Experimental Design Considerations Based on PDLIM7-NF-κB Insights:

• Cellular Compartment Analysis:

  • Design experiments to specifically examine nuclear vs. cytoplasmic effects

  • Include subcellular fractionation (cytoplasmic, nuclear soluble, nuclear insoluble)

  • Monitor both nuclear translocation and nuclear degradation of NF-κB components

  • PDLIM7 primarily affects nuclear degradation of p65 rather than its translocation

• Temporal Dynamics:

  • Implement time-course analyses (1h, 2.5h, 5h post-stimulation)

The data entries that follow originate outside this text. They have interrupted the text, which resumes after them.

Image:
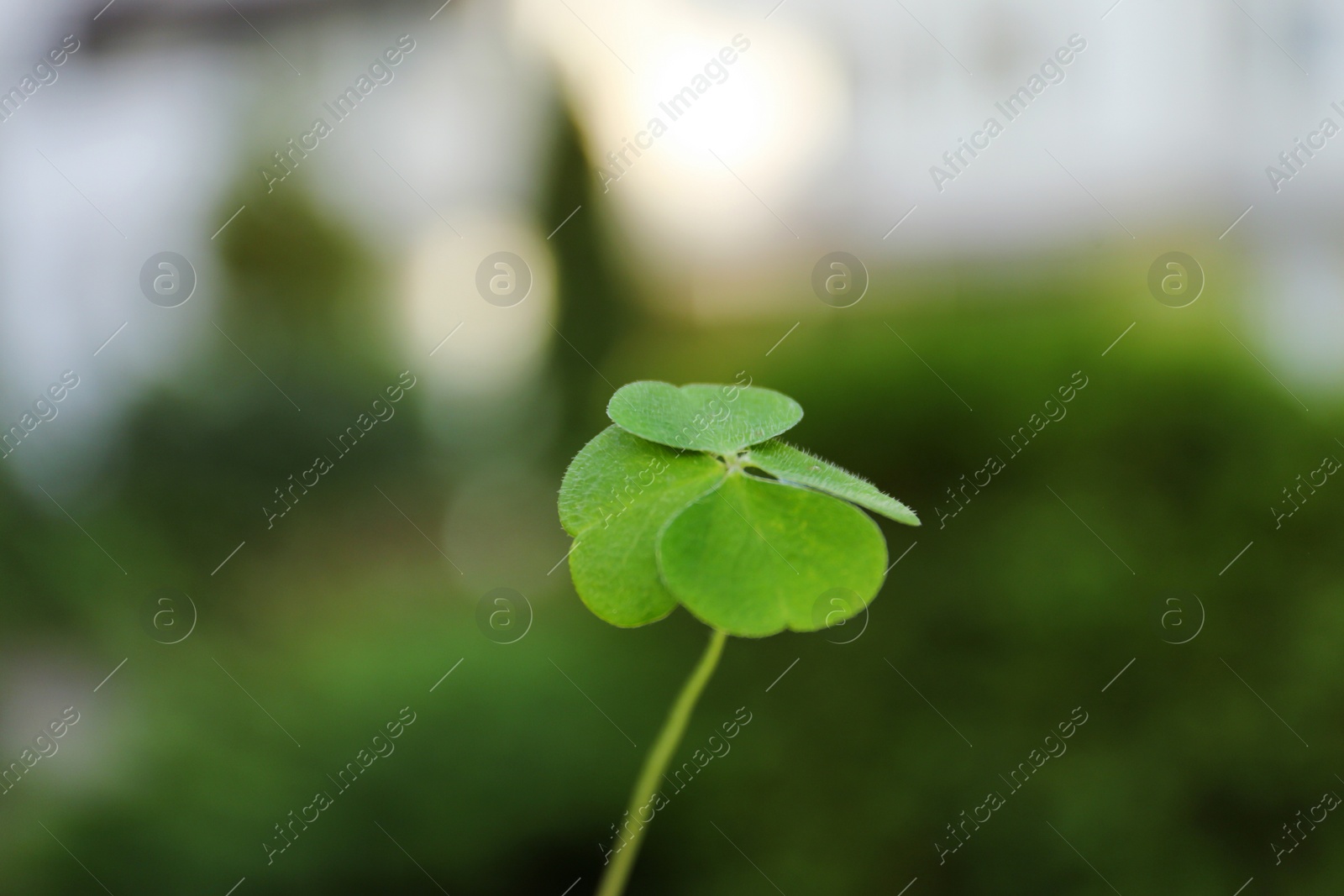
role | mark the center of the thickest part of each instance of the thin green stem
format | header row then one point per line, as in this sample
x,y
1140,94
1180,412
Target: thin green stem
x,y
656,763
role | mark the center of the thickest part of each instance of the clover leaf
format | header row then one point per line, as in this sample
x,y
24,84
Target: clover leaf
x,y
672,506
705,418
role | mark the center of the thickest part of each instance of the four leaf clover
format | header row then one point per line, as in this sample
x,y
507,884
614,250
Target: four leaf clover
x,y
689,497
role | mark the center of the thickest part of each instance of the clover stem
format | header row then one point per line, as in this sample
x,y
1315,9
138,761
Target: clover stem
x,y
656,763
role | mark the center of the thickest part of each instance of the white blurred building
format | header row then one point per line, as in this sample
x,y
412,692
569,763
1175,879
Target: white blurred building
x,y
822,134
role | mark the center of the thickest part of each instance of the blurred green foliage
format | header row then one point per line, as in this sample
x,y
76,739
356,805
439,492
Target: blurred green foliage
x,y
1016,611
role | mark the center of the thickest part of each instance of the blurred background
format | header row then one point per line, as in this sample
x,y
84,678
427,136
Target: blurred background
x,y
202,291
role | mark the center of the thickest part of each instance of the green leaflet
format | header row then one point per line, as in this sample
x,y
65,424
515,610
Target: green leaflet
x,y
795,465
754,558
615,499
723,419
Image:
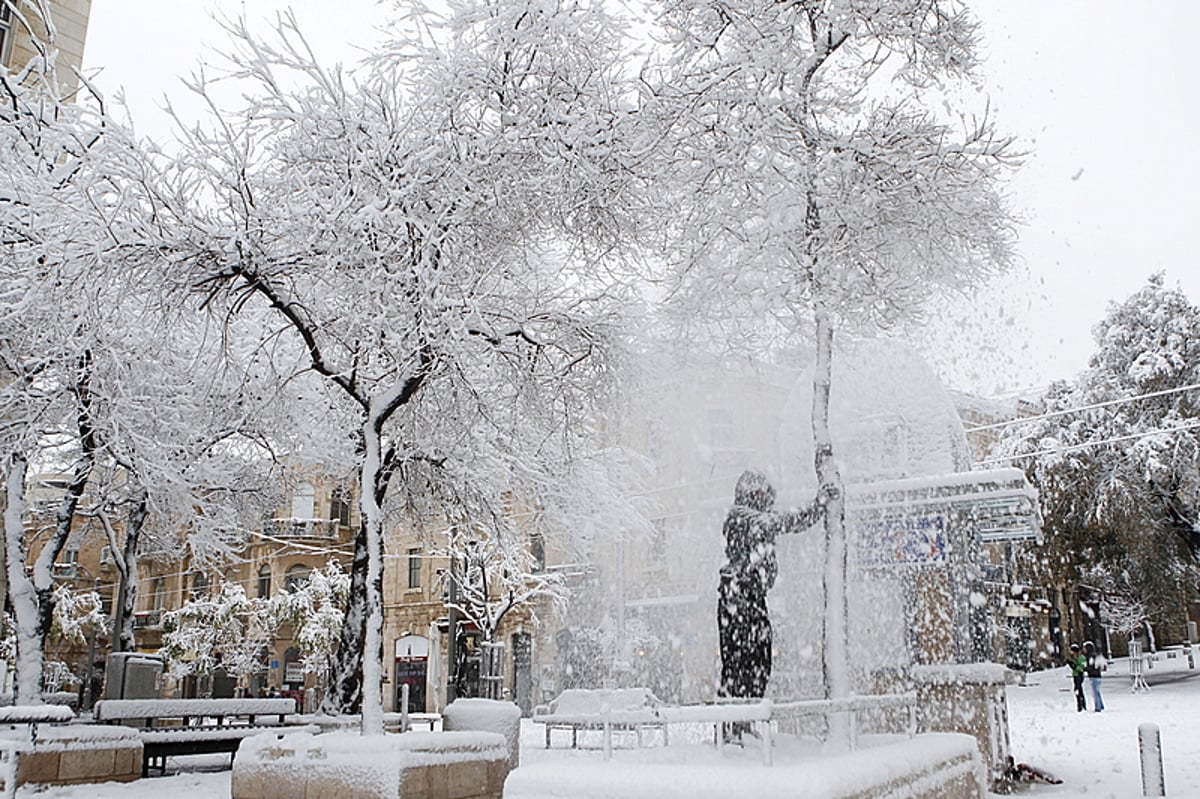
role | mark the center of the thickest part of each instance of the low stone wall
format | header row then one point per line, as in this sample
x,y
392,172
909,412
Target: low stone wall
x,y
75,754
967,698
924,767
349,766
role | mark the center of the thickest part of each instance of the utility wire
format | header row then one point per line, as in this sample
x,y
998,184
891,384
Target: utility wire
x,y
1073,410
1090,444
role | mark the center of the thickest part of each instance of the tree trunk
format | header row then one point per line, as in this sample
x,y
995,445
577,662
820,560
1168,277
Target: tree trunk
x,y
345,694
833,630
125,602
372,522
21,588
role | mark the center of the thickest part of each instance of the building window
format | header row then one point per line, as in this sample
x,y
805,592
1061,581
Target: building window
x,y
199,584
538,552
297,578
5,31
414,568
340,506
157,594
67,564
304,502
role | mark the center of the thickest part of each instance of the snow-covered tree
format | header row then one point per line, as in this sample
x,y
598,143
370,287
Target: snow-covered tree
x,y
59,208
431,238
77,613
232,631
1116,460
316,613
831,181
227,630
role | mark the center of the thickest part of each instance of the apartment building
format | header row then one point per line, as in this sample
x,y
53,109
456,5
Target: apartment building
x,y
18,32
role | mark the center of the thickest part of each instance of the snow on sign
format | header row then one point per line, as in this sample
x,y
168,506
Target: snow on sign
x,y
912,539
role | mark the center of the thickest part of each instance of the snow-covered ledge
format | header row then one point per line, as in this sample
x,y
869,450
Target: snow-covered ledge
x,y
76,754
967,698
413,766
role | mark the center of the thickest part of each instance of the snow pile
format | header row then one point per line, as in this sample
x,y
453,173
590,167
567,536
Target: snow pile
x,y
35,713
699,773
489,716
409,749
961,674
343,762
91,737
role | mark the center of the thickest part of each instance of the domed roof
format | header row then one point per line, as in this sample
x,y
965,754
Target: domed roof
x,y
891,418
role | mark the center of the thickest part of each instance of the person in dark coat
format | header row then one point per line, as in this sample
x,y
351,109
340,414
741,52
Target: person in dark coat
x,y
1093,666
748,574
1078,665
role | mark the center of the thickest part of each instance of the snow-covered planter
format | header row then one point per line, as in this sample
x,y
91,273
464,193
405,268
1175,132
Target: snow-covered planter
x,y
487,715
75,754
352,766
925,767
967,698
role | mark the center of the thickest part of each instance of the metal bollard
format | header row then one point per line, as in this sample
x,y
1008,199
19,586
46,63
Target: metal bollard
x,y
1151,750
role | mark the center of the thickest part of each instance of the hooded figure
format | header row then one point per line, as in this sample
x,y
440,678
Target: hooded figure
x,y
748,574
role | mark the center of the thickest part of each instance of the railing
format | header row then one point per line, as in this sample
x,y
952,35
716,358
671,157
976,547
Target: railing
x,y
303,528
147,619
762,714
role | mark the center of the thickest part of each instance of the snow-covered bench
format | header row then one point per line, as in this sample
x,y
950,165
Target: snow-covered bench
x,y
12,745
171,727
576,709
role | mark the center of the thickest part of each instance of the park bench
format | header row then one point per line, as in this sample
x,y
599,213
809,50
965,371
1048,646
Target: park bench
x,y
637,709
606,709
172,727
21,722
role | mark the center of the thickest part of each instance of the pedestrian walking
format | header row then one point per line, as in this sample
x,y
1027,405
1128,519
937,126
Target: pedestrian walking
x,y
1078,665
1093,664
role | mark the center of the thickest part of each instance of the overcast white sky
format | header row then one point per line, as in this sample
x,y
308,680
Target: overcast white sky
x,y
1102,94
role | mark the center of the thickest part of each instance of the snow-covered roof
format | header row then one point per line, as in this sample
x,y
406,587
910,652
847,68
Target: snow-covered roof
x,y
1001,503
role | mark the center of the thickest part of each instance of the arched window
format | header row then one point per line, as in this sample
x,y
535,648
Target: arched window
x,y
264,582
304,502
199,584
340,506
297,578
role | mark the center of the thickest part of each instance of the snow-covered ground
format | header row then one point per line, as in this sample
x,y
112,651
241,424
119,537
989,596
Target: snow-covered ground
x,y
1096,755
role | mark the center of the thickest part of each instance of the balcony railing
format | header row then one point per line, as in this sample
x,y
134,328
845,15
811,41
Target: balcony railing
x,y
147,619
303,528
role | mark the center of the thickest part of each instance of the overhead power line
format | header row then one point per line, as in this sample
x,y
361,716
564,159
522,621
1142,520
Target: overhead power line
x,y
1085,445
1091,407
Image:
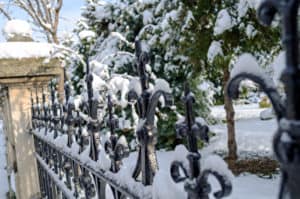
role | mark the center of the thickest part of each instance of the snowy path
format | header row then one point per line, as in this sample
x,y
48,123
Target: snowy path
x,y
3,174
253,136
241,111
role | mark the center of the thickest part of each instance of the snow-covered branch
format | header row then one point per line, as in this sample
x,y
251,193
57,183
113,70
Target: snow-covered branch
x,y
45,14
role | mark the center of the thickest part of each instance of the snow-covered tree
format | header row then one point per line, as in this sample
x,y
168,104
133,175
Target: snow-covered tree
x,y
161,26
220,31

  • The enhancement of proinflammatory cytokine expression in PDLIM7 knockdown cells is most prominent at 5h post-stimulation

  • This suggests PDLIM7's regulatory effects are more critical for the resolution phase of inflammation

• Protein Complex Analysis:

  • Include co-immunoprecipitation studies to detect PDLIM7-PDLIM2 heterodimers

  • Analyze p62/Sqstm1 interactions with both polyubiquitinated PDLIM2 and the proteasome

  • Assess how these interactions change during inflammatory responses

  • Consider proximity ligation assays to visualize these interactions in situ

• Cytokine Expression Profiling:

  • Measure multiple NF-κB-dependent cytokines (IL-6, IL-12β, TNFα, G-CSF, CXCL-2, CXCL-10)

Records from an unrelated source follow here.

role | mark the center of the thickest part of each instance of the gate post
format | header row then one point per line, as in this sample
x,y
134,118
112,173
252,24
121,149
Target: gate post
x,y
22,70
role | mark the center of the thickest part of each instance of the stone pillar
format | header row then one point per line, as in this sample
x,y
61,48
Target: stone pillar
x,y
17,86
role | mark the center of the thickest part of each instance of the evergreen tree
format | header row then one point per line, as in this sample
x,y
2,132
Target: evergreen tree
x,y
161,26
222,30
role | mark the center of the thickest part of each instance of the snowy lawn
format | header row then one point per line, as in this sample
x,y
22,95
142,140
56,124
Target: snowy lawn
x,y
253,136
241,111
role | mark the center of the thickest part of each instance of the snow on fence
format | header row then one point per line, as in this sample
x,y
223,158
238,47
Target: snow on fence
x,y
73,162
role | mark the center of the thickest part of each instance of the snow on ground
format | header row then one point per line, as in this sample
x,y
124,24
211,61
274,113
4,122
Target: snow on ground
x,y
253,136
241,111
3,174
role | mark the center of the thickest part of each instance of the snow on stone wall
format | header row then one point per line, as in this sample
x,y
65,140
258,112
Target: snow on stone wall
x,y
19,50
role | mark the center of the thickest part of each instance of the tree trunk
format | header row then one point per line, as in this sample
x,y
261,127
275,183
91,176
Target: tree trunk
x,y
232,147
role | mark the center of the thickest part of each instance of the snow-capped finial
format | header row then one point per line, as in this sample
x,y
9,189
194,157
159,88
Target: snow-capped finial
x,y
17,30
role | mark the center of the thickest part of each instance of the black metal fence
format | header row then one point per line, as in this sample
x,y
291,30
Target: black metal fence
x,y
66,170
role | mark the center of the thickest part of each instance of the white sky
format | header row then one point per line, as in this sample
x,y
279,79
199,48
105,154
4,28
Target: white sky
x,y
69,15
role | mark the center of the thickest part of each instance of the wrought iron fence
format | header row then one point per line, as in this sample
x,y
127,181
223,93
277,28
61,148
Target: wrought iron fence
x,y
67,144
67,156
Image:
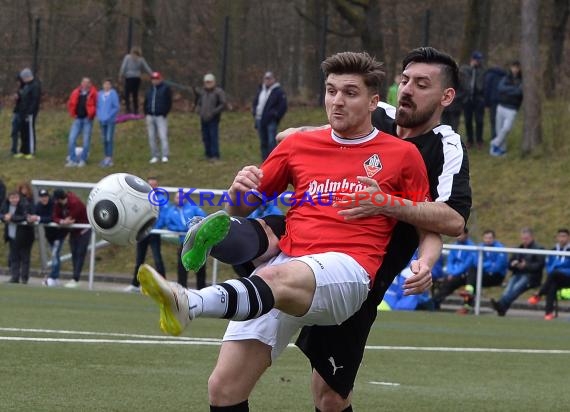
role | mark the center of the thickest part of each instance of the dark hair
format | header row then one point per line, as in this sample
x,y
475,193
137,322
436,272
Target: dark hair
x,y
429,55
371,70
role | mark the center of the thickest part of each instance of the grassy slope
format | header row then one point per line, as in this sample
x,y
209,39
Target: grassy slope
x,y
508,193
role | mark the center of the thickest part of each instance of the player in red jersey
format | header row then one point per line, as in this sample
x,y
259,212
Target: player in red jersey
x,y
327,263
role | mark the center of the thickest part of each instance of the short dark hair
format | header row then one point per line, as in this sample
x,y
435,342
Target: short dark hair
x,y
430,55
371,70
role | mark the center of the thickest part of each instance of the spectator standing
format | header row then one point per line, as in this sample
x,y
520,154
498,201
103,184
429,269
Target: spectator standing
x,y
210,103
153,240
510,100
107,110
472,76
82,107
18,235
178,217
526,271
131,70
43,213
15,132
28,108
493,76
558,274
494,271
69,209
269,107
157,105
460,264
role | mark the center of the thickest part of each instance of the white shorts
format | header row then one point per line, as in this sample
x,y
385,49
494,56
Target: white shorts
x,y
342,287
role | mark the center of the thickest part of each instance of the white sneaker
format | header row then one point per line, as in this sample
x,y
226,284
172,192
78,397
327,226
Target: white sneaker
x,y
72,284
172,300
132,289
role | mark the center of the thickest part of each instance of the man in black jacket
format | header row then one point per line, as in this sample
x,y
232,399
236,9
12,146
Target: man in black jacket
x,y
28,108
157,104
19,237
526,273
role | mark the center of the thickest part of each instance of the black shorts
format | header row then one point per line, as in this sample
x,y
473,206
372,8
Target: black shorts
x,y
336,352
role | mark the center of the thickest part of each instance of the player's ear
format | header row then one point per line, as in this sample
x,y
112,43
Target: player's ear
x,y
447,96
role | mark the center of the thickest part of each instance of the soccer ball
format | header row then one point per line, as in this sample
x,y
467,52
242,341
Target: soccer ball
x,y
119,209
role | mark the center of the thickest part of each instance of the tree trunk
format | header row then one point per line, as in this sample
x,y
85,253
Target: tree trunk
x,y
557,35
530,53
149,30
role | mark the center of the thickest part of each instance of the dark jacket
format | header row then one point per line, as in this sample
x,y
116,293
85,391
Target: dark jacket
x,y
158,100
45,212
534,264
275,107
74,208
24,233
29,98
510,92
492,78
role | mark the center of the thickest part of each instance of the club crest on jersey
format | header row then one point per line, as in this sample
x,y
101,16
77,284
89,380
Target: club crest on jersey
x,y
372,165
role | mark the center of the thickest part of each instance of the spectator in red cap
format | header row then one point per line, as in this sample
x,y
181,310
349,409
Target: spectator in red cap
x,y
157,104
131,70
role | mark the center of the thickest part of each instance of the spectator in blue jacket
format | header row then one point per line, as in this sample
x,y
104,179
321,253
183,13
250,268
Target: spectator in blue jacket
x,y
157,105
153,240
268,109
510,90
526,273
558,274
178,217
107,109
460,264
494,270
493,76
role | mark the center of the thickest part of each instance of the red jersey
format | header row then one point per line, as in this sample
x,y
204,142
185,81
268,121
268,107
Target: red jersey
x,y
318,163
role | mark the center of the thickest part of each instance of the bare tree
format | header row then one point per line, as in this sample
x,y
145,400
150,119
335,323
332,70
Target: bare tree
x,y
530,53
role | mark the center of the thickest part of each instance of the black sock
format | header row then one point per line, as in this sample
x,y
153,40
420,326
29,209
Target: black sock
x,y
245,241
240,407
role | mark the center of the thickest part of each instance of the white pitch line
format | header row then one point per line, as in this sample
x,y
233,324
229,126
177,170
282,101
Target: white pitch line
x,y
125,335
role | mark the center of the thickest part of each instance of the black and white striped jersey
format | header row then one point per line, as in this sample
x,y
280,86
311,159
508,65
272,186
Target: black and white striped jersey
x,y
445,157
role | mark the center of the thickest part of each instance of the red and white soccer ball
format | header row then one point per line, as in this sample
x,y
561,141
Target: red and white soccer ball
x,y
119,209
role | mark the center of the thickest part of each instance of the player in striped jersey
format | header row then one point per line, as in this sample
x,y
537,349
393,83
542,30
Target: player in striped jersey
x,y
424,93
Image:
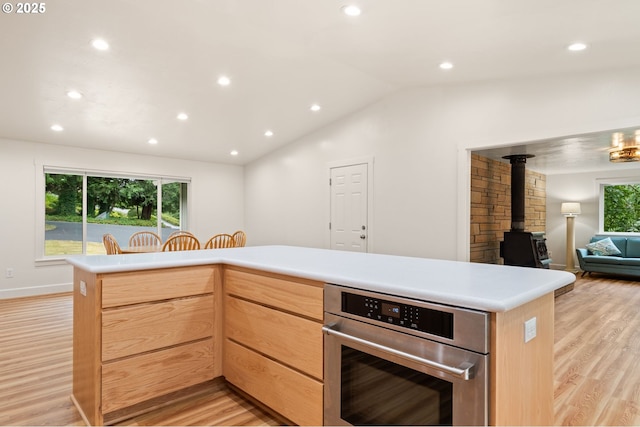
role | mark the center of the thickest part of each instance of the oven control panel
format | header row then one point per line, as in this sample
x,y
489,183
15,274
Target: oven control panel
x,y
421,319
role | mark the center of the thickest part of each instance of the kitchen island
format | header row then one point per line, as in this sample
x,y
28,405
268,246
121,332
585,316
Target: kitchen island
x,y
137,315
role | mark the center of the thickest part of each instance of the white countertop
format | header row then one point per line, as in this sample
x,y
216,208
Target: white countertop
x,y
485,287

  • Include both early and late-phase inflammatory mediators

  • Analyze at both mRNA and protein levels

  • PDLIM7 knockdown enhances expression of multiple inflammatory cytokines

• Synergistic Effects:

  • Design studies to examine interactions between PDLIM7, PDLIM2, and p62/Sqstm1

  • Include single and combined knockdowns/knockouts

  • Analyze additive or synergistic effects on inflammatory responses

  • Double knockdown of PDLIM7 and PDLIM2 shows greater effects than single knockdowns

These considerations can significantly enhance the translational relevance of PDLIM7 research in inflammatory conditions, potentially leading to novel therapeutic approaches targeting this regulatory pathway.